History. Source: L. 2010: Entire article added with relocations,(SB 10-175), ch. 188, p. 689, § 2, effective April 29.


Editor's note:

This section is similar to former § 27-10-110 as it existed prior to 2010.

ANNOTATION

Law reviews. For article, “Patients' Rights vs. Patients' Needs: The Right of the Mentally Ill to Refuse Treatment in Colorado”, see 58 Den. L.J. 567 (1981). For article, “Perreira v. Colorado -- A Psychiatrist's Duty to Protect Others”, see 18 Colo. Law. 2323 (1989).

Annotator's note. Since § 27-65-110 is similar to § 27-10-110 as it existed prior to the 2010 amendments to this article, relevant cases construing that provision have been included in the annotations to this section.

Superintendent may release inmate only upon restoration to reason. The only ground upon which the superintendent of the Colorado state hospital can legally release an inmate therefrom is restoration to reason. People ex rel. Best v. County Court, 110 Colo. 249 , 132 P.2d 799 (1942).

When person is no longer insane he is restored to reason, and, consequently, when the court found respondent not mentally ill as charged in the complaint, the court had a duty to order her discharged, and in failing to do so, it committed error. In re People in Interest of Hill, 118 Colo. 571 , 198 P.2d 450 (1948).

Standard of care for determining release. In determining whether to release an involuntarily committed mental patient, the psychiatrist has a legal duty to exercise due care, consistent with the knowledge and skill ordinarily possessed by psychiatric practitioners under similar circumstances to determine whether the patient has a propensity for violence and would present an unreasonable risk of serious bodily harm to others. Perreira v. State, 768 P.2d 1198 (Colo. 1989).

In discharging his duty, a psychiatrist may be required to take reasonable precautions to protect the public from the danger created by the release giving due consideration to extending the term of the patient's commitment or placing appropriate conditions and restrictions on such release. Perreira v. State, 768 P.2d 1198 (Colo. 1989).

Order remanding inmate to asylum without new trial by jury held proper. Where it appeared to the district court that an inmate of the state insane asylum, having received a probationary discharge, was not restored to reason, an order remanding him to the asylum without a new trial by jury was held proper. Metaxos v. People, 76 Colo. 264 , 230 P. 608 (1924).

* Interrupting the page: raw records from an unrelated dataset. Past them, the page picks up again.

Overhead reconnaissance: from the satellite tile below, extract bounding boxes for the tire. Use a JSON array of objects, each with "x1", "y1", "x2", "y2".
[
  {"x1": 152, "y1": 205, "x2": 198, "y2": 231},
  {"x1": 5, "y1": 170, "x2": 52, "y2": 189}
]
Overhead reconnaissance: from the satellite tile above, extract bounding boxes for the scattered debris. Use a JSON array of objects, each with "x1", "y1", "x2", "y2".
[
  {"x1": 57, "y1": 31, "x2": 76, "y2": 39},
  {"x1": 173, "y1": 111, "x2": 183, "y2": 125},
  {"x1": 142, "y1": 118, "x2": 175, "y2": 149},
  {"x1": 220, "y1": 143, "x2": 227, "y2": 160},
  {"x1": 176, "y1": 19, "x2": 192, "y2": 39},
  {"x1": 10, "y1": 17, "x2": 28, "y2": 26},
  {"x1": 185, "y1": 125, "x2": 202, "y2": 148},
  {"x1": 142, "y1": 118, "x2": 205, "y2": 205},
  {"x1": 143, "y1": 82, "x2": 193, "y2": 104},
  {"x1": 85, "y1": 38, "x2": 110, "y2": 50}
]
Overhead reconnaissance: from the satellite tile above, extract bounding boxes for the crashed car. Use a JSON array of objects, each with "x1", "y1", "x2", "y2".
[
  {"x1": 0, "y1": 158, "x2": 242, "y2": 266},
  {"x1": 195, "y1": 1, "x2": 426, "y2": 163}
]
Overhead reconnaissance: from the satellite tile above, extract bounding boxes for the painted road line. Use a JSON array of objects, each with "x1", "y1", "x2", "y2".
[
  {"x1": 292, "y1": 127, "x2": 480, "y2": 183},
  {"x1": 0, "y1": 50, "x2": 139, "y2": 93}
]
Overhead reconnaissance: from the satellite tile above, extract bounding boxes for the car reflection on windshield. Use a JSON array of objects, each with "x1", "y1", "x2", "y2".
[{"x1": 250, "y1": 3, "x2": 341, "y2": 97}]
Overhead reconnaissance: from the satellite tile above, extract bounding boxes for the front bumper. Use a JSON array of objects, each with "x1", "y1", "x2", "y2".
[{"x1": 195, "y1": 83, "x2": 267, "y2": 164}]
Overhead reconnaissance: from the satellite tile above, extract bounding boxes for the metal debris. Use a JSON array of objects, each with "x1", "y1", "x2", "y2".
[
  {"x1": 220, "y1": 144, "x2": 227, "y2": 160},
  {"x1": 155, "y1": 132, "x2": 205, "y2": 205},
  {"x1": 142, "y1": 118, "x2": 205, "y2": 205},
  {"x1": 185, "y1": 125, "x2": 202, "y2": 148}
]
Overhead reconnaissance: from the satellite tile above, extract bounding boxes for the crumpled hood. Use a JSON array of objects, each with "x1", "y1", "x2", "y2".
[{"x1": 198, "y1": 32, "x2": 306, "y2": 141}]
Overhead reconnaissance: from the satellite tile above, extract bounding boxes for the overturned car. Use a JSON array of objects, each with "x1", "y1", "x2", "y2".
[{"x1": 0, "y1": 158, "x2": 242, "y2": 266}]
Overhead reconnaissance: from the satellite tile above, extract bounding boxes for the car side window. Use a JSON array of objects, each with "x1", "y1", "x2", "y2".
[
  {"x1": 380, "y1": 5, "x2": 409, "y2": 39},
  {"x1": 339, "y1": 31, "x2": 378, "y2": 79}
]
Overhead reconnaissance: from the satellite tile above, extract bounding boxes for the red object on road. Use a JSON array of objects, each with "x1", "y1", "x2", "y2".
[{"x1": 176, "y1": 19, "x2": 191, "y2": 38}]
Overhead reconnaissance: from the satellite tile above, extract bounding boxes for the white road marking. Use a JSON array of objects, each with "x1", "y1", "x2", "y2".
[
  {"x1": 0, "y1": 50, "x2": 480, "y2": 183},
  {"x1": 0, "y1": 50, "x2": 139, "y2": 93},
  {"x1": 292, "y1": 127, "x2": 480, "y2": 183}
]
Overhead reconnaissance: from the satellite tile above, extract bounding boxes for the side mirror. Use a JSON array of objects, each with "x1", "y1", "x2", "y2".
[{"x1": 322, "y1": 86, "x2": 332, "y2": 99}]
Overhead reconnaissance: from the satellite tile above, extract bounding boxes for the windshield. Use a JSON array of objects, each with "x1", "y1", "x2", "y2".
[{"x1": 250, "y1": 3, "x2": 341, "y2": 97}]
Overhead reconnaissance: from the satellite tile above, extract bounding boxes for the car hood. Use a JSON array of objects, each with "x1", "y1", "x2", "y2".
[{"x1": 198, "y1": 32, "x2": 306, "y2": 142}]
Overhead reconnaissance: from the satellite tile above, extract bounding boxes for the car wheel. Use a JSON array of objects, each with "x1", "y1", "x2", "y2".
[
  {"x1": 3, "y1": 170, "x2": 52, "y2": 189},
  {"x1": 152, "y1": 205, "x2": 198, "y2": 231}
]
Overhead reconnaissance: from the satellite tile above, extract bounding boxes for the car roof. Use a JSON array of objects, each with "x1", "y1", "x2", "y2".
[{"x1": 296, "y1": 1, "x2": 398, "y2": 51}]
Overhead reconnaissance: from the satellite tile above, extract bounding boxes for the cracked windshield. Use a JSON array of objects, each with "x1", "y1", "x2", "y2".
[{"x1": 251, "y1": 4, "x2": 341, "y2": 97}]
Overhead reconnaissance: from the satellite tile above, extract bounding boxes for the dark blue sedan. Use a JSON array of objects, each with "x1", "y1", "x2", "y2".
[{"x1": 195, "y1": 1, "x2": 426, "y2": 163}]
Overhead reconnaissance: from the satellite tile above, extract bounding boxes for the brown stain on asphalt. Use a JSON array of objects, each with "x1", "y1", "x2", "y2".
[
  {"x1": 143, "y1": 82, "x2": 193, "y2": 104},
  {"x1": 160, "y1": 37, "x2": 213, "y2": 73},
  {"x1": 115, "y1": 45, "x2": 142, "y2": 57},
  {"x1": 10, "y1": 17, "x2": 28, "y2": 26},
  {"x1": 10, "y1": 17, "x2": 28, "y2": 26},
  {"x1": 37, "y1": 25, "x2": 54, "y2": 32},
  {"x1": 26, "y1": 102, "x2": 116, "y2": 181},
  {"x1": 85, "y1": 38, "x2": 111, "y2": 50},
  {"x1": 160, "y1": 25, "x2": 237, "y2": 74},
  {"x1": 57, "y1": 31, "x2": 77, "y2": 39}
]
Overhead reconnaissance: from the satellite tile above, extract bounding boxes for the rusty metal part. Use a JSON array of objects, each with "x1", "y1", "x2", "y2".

Distinction permitted from escape by person committed by criminal insanity adjudication. Given the state's obvious interest in protecting the public from those who previously have engaged in overt criminal conduct but have been relieved of criminal responsibility by reason of legal insanity, there is no difficulty in finding a rational basis for legislation that proscribes as criminal a knowing escape by a person committed to an institution as a result of an insanity adjudication in a criminal case, but does not impose a similar sanction upon a person who escapes from a facility to which he has been civilly committed. People v. Giles, 662 P.2d 1073 (Colo. 1983).

For continuing jurisdiction of district court, see Zimmerman v. Angele, 137 Colo. 129 , 321 P.2d 1105 (1958).

Applied in People v. Chavez, 629 P.2d 1040 (Colo. 1981).